Thoroughbred Trainer
Joseph (Yonnie) Starr was often described as “the trainer of champions.” There is absolutely no argument on this statement. Examine his training credentials.
Seven of the horses he conditioned are in Canada’s Hall of Fame and another is enshrined in the U.S. National Museum of Racing Hall of Fame in Saratoga, N.Y. Six of his horses earned Horse of the Year honors in Canada. One did it twice. Four of his animals won the Queen’s Plate. Ten Sovereign Awards decorated Starr’s trophy case as well.
Unquestionably the best horse he ever trained was La Prevoyante, who won all 12 of her starts as a two-year-old, many in graded stakes on American tracks, and was edged out for Horse of the Year honors in the United States by Big Red –Secretariat.
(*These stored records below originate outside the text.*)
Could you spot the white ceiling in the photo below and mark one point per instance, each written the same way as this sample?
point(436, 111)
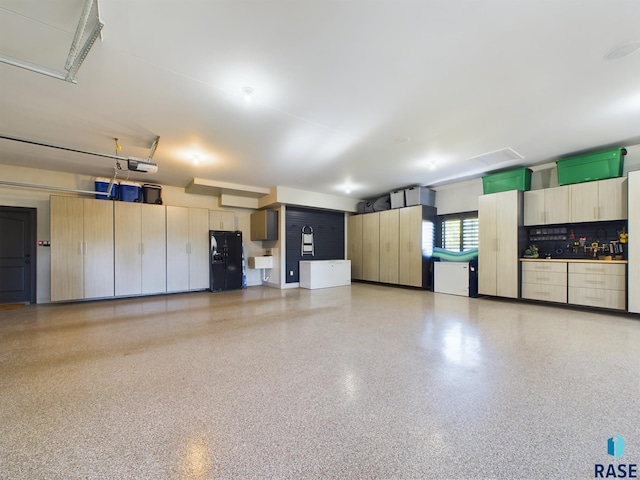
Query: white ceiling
point(336, 84)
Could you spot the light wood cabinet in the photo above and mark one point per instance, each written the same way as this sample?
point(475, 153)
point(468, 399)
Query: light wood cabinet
point(222, 220)
point(544, 281)
point(198, 249)
point(389, 245)
point(500, 216)
point(547, 206)
point(410, 246)
point(597, 285)
point(82, 256)
point(354, 245)
point(633, 247)
point(264, 225)
point(187, 248)
point(599, 201)
point(140, 248)
point(371, 247)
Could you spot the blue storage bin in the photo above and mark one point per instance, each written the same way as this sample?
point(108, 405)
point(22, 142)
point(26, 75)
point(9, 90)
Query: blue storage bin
point(102, 185)
point(130, 191)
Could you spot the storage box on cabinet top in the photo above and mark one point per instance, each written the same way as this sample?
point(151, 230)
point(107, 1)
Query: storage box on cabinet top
point(420, 196)
point(102, 185)
point(591, 166)
point(152, 194)
point(516, 179)
point(130, 191)
point(397, 199)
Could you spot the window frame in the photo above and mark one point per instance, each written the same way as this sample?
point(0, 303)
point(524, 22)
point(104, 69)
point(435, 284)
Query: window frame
point(454, 216)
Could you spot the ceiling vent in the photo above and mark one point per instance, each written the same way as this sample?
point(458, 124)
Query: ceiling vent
point(497, 156)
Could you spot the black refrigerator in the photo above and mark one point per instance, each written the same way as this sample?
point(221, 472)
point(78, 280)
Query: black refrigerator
point(225, 258)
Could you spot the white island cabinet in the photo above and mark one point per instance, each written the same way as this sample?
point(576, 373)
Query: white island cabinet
point(325, 273)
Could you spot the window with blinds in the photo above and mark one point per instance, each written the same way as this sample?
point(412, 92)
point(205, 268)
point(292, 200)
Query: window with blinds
point(459, 233)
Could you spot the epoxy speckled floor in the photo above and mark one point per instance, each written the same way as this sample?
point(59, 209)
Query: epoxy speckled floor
point(353, 382)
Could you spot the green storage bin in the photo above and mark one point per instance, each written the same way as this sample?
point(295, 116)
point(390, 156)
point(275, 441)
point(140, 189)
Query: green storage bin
point(516, 179)
point(591, 166)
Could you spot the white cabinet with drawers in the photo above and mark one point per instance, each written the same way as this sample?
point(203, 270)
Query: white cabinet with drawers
point(598, 285)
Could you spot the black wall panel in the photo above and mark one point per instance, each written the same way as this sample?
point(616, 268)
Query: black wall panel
point(328, 237)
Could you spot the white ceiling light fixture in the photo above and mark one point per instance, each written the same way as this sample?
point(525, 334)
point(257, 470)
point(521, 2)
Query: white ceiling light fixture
point(248, 94)
point(497, 156)
point(623, 51)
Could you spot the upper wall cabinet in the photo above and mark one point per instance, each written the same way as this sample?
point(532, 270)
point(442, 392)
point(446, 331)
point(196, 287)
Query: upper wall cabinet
point(222, 220)
point(264, 225)
point(599, 201)
point(547, 206)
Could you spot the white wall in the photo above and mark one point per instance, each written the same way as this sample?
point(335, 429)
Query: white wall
point(39, 199)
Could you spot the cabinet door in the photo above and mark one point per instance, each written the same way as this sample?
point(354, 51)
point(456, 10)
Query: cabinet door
point(67, 247)
point(584, 202)
point(534, 207)
point(389, 242)
point(177, 249)
point(633, 247)
point(371, 247)
point(410, 246)
point(98, 258)
point(612, 199)
point(354, 245)
point(128, 248)
point(487, 244)
point(507, 261)
point(198, 248)
point(557, 208)
point(154, 249)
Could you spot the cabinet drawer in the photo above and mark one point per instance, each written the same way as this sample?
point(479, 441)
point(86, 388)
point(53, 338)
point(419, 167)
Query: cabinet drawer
point(605, 282)
point(543, 266)
point(545, 278)
point(548, 293)
point(593, 297)
point(599, 268)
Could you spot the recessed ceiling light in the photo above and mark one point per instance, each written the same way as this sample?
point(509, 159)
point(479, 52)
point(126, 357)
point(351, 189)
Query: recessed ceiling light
point(248, 94)
point(623, 51)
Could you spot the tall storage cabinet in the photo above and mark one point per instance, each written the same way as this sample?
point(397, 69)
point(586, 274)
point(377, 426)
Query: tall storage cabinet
point(371, 247)
point(500, 218)
point(354, 245)
point(393, 246)
point(187, 249)
point(633, 247)
point(389, 245)
point(81, 248)
point(410, 246)
point(140, 248)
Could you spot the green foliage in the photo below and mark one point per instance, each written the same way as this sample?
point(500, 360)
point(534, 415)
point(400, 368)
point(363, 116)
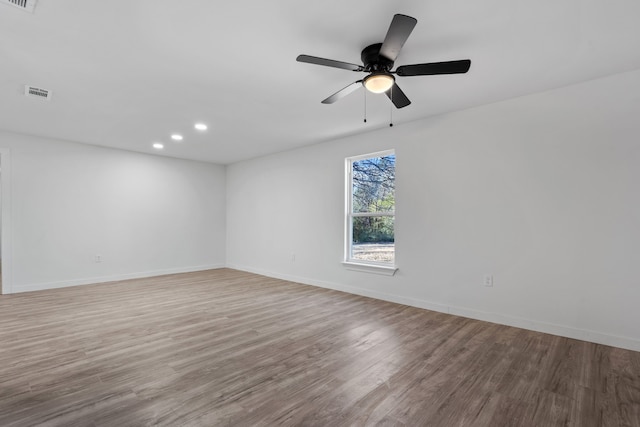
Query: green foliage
point(369, 229)
point(374, 191)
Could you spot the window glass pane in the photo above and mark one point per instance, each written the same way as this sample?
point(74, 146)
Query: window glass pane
point(373, 239)
point(373, 184)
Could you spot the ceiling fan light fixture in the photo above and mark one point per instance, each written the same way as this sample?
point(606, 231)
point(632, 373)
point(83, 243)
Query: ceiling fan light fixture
point(378, 82)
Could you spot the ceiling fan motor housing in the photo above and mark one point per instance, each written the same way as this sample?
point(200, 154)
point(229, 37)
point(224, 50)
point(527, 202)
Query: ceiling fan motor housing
point(373, 61)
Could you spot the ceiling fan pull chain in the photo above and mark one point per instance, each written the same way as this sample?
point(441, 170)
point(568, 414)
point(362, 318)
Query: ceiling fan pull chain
point(365, 106)
point(391, 109)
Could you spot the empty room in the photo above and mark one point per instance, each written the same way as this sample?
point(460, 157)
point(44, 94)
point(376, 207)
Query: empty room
point(408, 213)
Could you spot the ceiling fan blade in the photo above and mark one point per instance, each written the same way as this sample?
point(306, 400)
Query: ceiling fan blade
point(397, 96)
point(399, 30)
point(343, 92)
point(329, 63)
point(448, 67)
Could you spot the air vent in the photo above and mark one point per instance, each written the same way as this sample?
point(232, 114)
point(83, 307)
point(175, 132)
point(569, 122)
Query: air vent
point(37, 92)
point(27, 5)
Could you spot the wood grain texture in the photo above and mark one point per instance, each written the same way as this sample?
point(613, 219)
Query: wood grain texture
point(224, 347)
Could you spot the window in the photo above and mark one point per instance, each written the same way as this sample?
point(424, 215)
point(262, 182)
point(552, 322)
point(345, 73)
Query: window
point(370, 209)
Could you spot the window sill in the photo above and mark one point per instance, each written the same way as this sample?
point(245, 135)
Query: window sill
point(371, 268)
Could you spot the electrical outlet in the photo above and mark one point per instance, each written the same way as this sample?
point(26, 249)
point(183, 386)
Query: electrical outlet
point(488, 280)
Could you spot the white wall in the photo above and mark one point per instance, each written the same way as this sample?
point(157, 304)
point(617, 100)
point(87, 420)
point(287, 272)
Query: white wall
point(145, 215)
point(540, 191)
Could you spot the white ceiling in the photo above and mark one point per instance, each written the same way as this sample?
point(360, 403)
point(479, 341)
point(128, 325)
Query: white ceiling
point(125, 74)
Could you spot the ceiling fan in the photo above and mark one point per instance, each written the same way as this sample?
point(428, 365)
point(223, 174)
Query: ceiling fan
point(378, 60)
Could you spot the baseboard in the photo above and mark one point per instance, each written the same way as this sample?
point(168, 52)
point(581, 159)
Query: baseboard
point(111, 278)
point(529, 324)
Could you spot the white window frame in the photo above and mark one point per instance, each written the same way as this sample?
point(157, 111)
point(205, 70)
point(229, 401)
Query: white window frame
point(349, 262)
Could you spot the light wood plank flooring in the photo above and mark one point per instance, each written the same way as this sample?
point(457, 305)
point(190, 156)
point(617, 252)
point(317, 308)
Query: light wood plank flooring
point(223, 347)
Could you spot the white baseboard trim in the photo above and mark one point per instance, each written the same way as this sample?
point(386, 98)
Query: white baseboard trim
point(532, 325)
point(112, 278)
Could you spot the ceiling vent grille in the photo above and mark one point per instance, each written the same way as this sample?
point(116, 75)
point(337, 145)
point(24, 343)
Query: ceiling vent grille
point(27, 5)
point(37, 92)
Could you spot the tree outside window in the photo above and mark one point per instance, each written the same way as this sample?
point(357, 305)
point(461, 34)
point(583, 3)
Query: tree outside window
point(371, 208)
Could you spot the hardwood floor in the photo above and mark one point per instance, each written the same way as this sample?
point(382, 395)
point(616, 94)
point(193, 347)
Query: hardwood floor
point(224, 347)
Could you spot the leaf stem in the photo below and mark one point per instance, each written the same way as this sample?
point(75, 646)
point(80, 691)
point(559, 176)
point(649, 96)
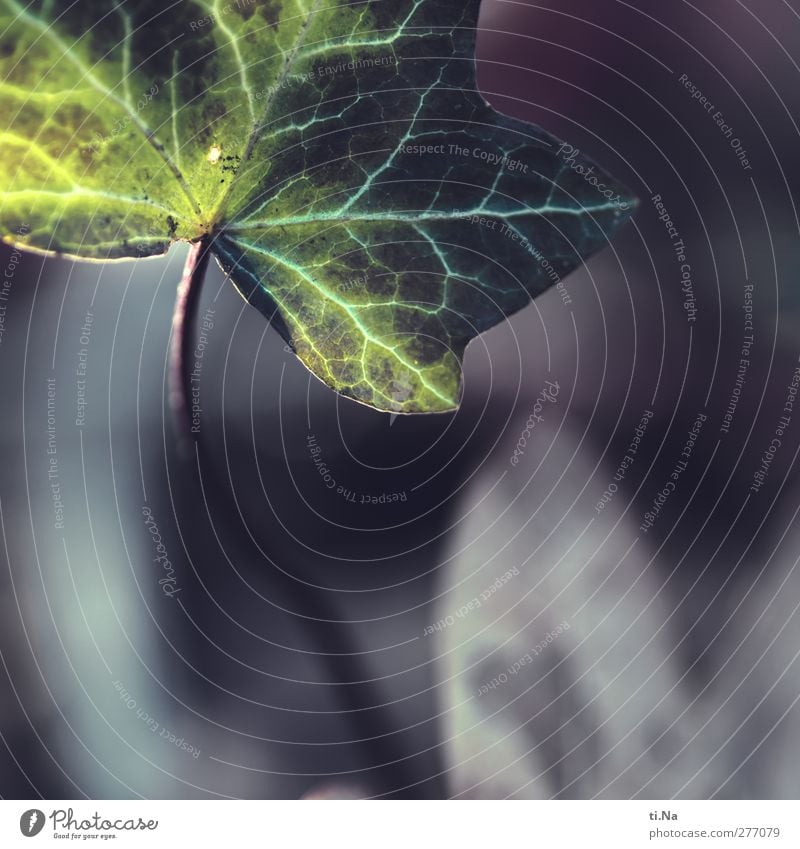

She won an Eclipse as juvenile filly champion and in 1995 joined the greats of horse racing in Saratoga’s Hall of Fame.
Starr’s accomplishments, while glorified over La Prevoyante’s greatness, included Plate winners Ace Marine, Caledon Beau, Jammed Lovely and L’Enjoleur. Ace Marine was Horse of the Year in 1955; Jammed Lovely, a Hall of Fame inductee, beat the boys in the 1967 Plate; Caledon Beau ran in two stakes races and worked two miles during a seven-day span before winning the Plate in 1958 and L’Enjoleur became the first horse to ever win back-to-back Horse of the Year honors. Starr’s other Horses of the Year include Northern Dancer’s marvelous daughter, Fanfreluche, who became an outstanding broodmare before being sold for a world-record $1.6 million; the incredible Wonder Where, who continually defeated males during her prolific career, and L’Alezane. Some of his other Sovereign Award winners include three-time award winner La Voyageuse, Medaille d’Or and Seraphic.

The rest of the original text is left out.